Expressionists and Picasso Ceramics in Leicester

Cultural affairs in the UK, apart from Scotland, are notoriously London-centric, and, of course, the visual arts are no exception. There are arguments for this state of affairs being desirable, for instance Brian Sewell writing in an article in 2007 about the British Art Show’s return to London:
It was damned silly of the Hayward Gallery, to which the show 'belongs', to let loose its grip and allow London to be deprived of it. I know all the arguments for sharing shows of every kind with the far-flung provinces and am wholly in sympathy with them, but London provides by far the largest audience and should never have been eliminated from the circuit. It is in London, more than anywhere, that continuity matters for both the artist and the informed critical audience. (Naked Emperors p28)
In the years since Sewell’s article, London’s national supremacy has become even more firmly established with its emergence as a major international centre for contemporary art. Louisa Buck explained in the autumn 2013 Art Quarterly how this came about, and where to find it at street level. 

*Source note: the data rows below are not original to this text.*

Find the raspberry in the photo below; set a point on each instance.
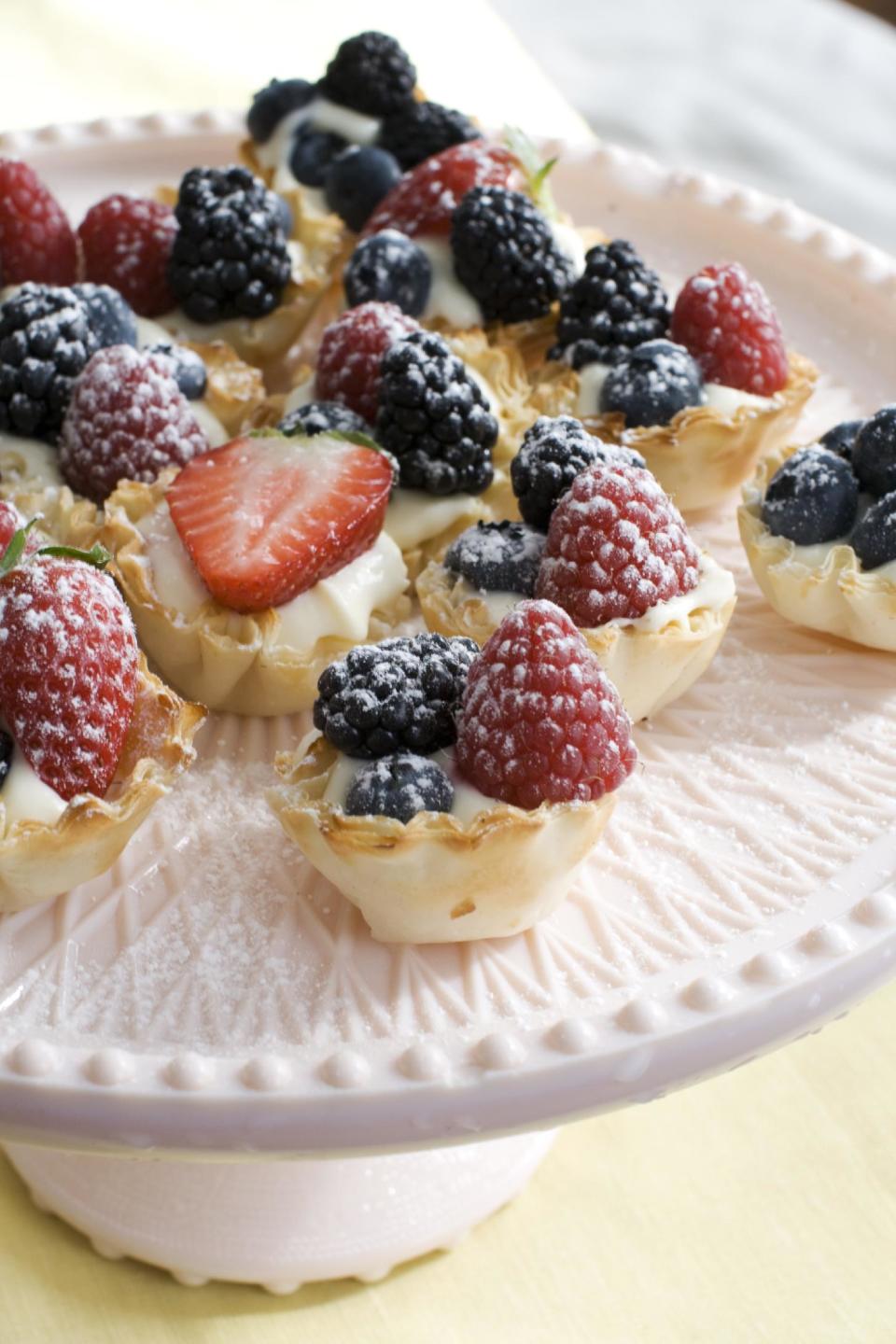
(36, 241)
(127, 242)
(728, 324)
(505, 254)
(370, 73)
(127, 420)
(539, 721)
(426, 198)
(617, 546)
(348, 363)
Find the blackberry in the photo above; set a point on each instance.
(370, 73)
(110, 316)
(553, 454)
(434, 418)
(46, 341)
(274, 103)
(812, 497)
(312, 155)
(421, 129)
(320, 417)
(390, 268)
(653, 384)
(189, 369)
(497, 556)
(874, 540)
(875, 452)
(841, 439)
(357, 180)
(399, 787)
(505, 254)
(229, 259)
(617, 302)
(398, 695)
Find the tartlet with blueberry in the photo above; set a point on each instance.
(819, 525)
(598, 537)
(702, 387)
(433, 757)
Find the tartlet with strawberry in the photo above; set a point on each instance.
(702, 387)
(89, 738)
(602, 539)
(493, 769)
(254, 566)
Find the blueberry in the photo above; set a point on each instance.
(812, 497)
(357, 180)
(841, 439)
(653, 384)
(399, 787)
(6, 754)
(110, 316)
(320, 417)
(874, 540)
(391, 269)
(312, 153)
(189, 370)
(875, 452)
(274, 103)
(497, 556)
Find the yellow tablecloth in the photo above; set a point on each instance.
(758, 1207)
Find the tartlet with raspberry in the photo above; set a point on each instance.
(599, 538)
(254, 566)
(89, 738)
(819, 525)
(702, 387)
(493, 769)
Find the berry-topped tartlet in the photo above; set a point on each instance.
(819, 525)
(446, 409)
(702, 387)
(601, 538)
(89, 738)
(259, 564)
(452, 793)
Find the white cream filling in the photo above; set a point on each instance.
(340, 605)
(721, 398)
(467, 805)
(414, 516)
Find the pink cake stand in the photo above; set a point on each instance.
(204, 1059)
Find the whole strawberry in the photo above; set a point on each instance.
(127, 420)
(36, 241)
(727, 321)
(67, 669)
(539, 720)
(615, 547)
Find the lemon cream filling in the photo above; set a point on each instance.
(340, 605)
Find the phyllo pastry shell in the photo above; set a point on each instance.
(651, 662)
(223, 659)
(42, 859)
(704, 452)
(822, 588)
(436, 878)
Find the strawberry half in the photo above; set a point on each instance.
(263, 519)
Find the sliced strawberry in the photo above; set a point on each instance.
(265, 519)
(424, 201)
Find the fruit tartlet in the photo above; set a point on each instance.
(448, 410)
(819, 525)
(495, 770)
(703, 388)
(257, 565)
(89, 738)
(599, 538)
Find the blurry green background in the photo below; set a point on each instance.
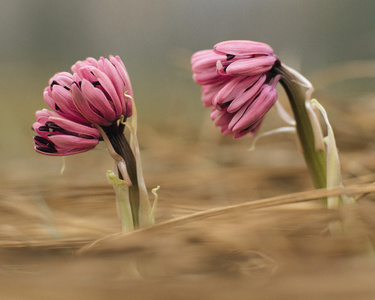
(155, 39)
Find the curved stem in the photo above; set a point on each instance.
(122, 147)
(315, 159)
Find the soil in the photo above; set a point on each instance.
(60, 236)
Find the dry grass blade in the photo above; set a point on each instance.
(257, 204)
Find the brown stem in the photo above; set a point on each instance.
(122, 147)
(315, 159)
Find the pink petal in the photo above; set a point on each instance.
(98, 100)
(108, 86)
(243, 47)
(247, 96)
(257, 109)
(114, 76)
(251, 66)
(75, 127)
(72, 142)
(85, 109)
(121, 69)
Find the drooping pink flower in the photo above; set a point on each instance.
(98, 91)
(59, 136)
(238, 83)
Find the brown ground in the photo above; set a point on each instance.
(48, 223)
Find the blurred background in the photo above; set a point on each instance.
(156, 39)
(46, 216)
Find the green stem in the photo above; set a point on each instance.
(122, 147)
(315, 159)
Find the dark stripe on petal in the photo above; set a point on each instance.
(230, 56)
(46, 149)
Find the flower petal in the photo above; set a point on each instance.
(243, 47)
(251, 66)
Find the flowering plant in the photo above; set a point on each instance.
(89, 105)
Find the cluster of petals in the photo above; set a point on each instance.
(58, 135)
(237, 83)
(96, 92)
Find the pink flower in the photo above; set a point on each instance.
(98, 92)
(238, 82)
(59, 136)
(101, 90)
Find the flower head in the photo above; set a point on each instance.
(60, 136)
(238, 84)
(98, 91)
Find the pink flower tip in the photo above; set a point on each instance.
(238, 82)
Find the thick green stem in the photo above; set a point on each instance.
(315, 159)
(122, 147)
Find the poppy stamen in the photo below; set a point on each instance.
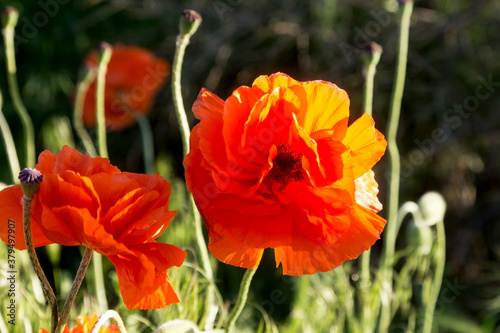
(287, 167)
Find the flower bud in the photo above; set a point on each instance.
(104, 51)
(190, 21)
(432, 207)
(10, 16)
(30, 181)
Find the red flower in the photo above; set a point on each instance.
(85, 325)
(276, 166)
(87, 201)
(133, 79)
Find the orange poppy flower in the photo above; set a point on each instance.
(85, 325)
(133, 79)
(87, 201)
(276, 166)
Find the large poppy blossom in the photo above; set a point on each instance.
(133, 79)
(87, 201)
(277, 166)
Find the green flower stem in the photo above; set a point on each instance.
(10, 146)
(371, 59)
(47, 289)
(104, 55)
(370, 68)
(99, 282)
(440, 257)
(81, 90)
(242, 299)
(29, 132)
(181, 44)
(387, 259)
(109, 314)
(147, 143)
(77, 282)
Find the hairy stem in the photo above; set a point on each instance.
(387, 259)
(242, 299)
(77, 282)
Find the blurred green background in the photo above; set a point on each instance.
(449, 133)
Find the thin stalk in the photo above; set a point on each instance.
(181, 44)
(395, 164)
(147, 143)
(10, 146)
(99, 282)
(242, 299)
(81, 90)
(109, 314)
(10, 56)
(440, 258)
(47, 289)
(77, 282)
(371, 59)
(104, 55)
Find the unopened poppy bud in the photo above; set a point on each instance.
(432, 207)
(30, 181)
(420, 238)
(10, 16)
(104, 51)
(372, 53)
(190, 21)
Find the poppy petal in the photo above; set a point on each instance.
(11, 212)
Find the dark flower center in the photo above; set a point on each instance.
(287, 167)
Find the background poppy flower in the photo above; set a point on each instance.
(277, 166)
(133, 79)
(87, 201)
(85, 325)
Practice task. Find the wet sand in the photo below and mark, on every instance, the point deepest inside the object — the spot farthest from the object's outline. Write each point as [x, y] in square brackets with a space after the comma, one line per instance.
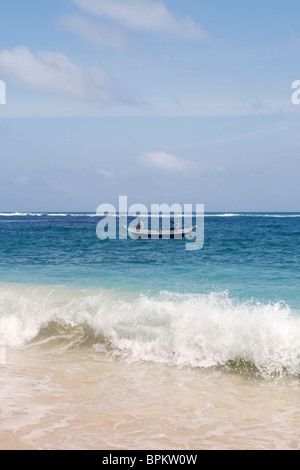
[82, 400]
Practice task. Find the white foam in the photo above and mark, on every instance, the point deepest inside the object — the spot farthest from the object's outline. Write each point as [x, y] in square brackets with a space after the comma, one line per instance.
[193, 330]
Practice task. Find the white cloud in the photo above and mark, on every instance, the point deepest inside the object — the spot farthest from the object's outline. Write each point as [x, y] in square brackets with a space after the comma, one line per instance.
[106, 173]
[167, 162]
[95, 32]
[55, 72]
[143, 15]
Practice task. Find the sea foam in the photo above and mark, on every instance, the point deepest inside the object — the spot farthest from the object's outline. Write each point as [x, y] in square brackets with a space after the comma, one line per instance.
[207, 330]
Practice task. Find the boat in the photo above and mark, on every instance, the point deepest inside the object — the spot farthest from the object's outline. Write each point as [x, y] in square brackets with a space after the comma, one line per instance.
[155, 234]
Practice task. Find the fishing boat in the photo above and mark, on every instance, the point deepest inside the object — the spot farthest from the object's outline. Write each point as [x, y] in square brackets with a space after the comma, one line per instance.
[154, 234]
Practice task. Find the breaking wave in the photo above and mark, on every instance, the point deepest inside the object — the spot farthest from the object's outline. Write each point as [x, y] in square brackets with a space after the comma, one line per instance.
[207, 330]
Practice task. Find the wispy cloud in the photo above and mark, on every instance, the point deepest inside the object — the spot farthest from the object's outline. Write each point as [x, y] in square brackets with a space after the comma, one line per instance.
[143, 15]
[55, 72]
[95, 32]
[106, 173]
[166, 162]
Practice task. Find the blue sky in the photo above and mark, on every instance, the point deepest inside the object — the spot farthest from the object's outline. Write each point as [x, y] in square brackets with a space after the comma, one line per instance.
[164, 101]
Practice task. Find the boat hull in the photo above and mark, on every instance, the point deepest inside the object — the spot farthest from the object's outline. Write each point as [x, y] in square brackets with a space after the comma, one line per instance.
[160, 234]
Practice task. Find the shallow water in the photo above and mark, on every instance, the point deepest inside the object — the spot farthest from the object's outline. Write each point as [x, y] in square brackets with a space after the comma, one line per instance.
[84, 400]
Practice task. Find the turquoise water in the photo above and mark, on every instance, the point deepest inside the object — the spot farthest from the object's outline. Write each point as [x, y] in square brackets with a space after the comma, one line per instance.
[152, 300]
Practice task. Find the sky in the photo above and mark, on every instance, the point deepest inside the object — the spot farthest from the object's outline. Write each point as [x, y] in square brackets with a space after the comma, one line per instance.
[164, 101]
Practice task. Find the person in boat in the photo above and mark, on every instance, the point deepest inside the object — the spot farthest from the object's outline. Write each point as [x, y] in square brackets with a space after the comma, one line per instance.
[140, 225]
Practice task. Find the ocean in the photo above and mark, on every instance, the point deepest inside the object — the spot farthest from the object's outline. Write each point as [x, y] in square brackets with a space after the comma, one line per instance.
[141, 344]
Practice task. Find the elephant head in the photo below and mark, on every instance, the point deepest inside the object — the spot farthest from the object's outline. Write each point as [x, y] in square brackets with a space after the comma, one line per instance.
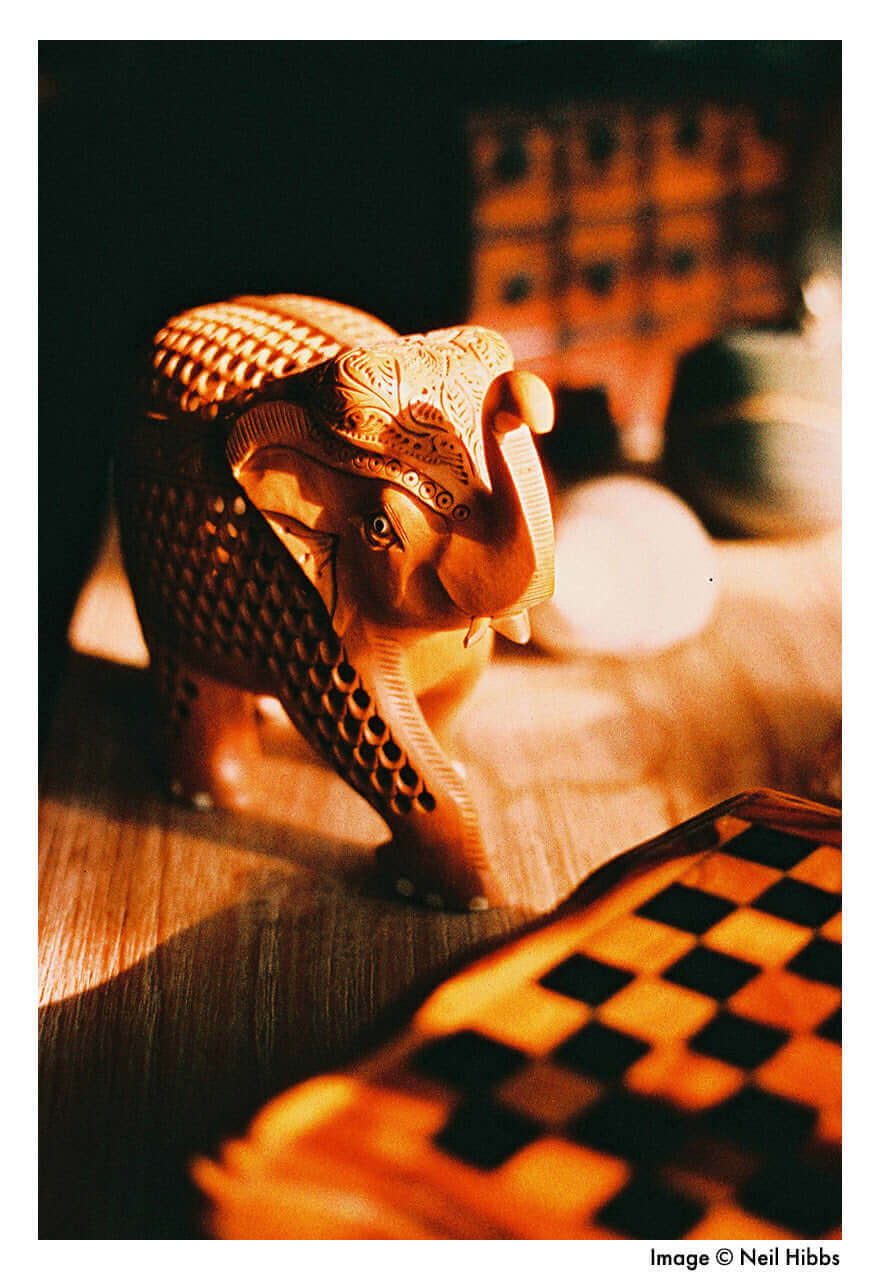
[404, 480]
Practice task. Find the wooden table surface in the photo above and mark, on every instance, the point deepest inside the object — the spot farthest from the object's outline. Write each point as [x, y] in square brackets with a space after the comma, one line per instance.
[193, 964]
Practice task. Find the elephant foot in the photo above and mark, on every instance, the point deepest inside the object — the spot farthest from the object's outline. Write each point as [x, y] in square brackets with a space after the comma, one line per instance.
[210, 737]
[454, 888]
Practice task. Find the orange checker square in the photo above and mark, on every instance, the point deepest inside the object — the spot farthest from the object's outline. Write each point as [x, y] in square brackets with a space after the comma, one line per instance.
[687, 277]
[687, 149]
[513, 283]
[531, 1018]
[730, 1223]
[833, 928]
[632, 942]
[785, 1000]
[730, 877]
[658, 1010]
[823, 868]
[807, 1069]
[765, 940]
[601, 147]
[563, 1179]
[690, 1079]
[549, 1093]
[604, 286]
[512, 164]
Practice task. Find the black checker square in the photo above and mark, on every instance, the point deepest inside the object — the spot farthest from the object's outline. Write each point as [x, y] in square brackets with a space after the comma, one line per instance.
[684, 908]
[485, 1134]
[710, 972]
[820, 960]
[587, 979]
[800, 1193]
[760, 1121]
[777, 849]
[599, 1051]
[641, 1129]
[467, 1060]
[738, 1041]
[833, 1027]
[647, 1210]
[798, 903]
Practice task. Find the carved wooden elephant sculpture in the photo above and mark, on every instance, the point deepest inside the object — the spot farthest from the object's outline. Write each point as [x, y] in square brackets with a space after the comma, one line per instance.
[321, 510]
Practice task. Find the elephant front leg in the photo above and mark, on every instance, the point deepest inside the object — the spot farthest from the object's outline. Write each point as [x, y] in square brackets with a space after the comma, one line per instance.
[210, 737]
[438, 853]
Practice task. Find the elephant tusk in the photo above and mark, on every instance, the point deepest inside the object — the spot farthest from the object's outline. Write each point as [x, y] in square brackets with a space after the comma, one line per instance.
[516, 627]
[476, 631]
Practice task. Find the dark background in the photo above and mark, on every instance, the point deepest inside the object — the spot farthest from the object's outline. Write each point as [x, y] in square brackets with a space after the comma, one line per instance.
[179, 173]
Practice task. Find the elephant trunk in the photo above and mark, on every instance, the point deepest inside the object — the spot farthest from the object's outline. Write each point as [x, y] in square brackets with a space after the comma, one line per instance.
[503, 565]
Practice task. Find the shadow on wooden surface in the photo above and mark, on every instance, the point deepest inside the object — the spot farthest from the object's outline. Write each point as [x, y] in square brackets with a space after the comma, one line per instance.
[164, 1061]
[195, 964]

However, even though most major exhibitions will always be in London, the establishment of Tate St Ives in Cornwall (South West England) and, more particularly, of Tate Liverpool has done something to redress the balance in England. The efforts made by the Public Catalogue Foundation to digitise the nation’s entire collection of oil paintings and the fact that their images have been made available through BBC Your Paintings are also steps in the same direction. There is also Christopher Lloyd’s In Search of a Masterpiece: An Art Lover's Guide to Great Britain and Ireland, which provides a helpful guide for art lovers as to what is worth seeking out and looking at outside, as well as inside, the M25.

In this spirit, this post will hopefully be the first of an occasional series about some of the good things to be found across England and Wales outside London, and not just in the South West.

Anyone with an interest in the origins of Expressionism, used as a blanket term for avant-garde German art from 1905 until the Nazi ascendancy in the 1930s, will find limited opportunities to see works in Britain. The Radev Collection, recently on tour, holds Blaue strasse c1916 by Jawlensky, a member of the Blaue Reiter group. Last year, the Richard Nagy gallery in London showed a selection from the Silverman Collection including works by Otto Dix, Luwig Meidner and George Grosz. But the best permanent collection covering Der Blaue Reiter and its predecessor, Die Brücke, is that of the New Walk Museum and Art Gallery in Leicester [Not on display until 2014]. The majority of the works are drawings and prints but particularly worth seeing is Franz Marc’s Rote Frau 1912 (left), “possibly the most important work by a German Expressionist to be found here [the UK]” according to Lloyd.

Lloyd does not mention that the New Walk Museum also holds the Attenborough Collection of Picasso ceramics, donated by Lord and Lady Attenborough to commemorate the members of their family who died in the Asian Tsunami in 2004. About 40 works (examples below) are on rotating display from a collection of 150 bought by the Attenboroughs from the Madoura pottery in Vallauris (near Antibes, France), starting in the mid-1950s.
 

Together, these ceramics and the Expressionist collection will make a visit to New Walk well worthwhile, once the latter element has returned in 2014.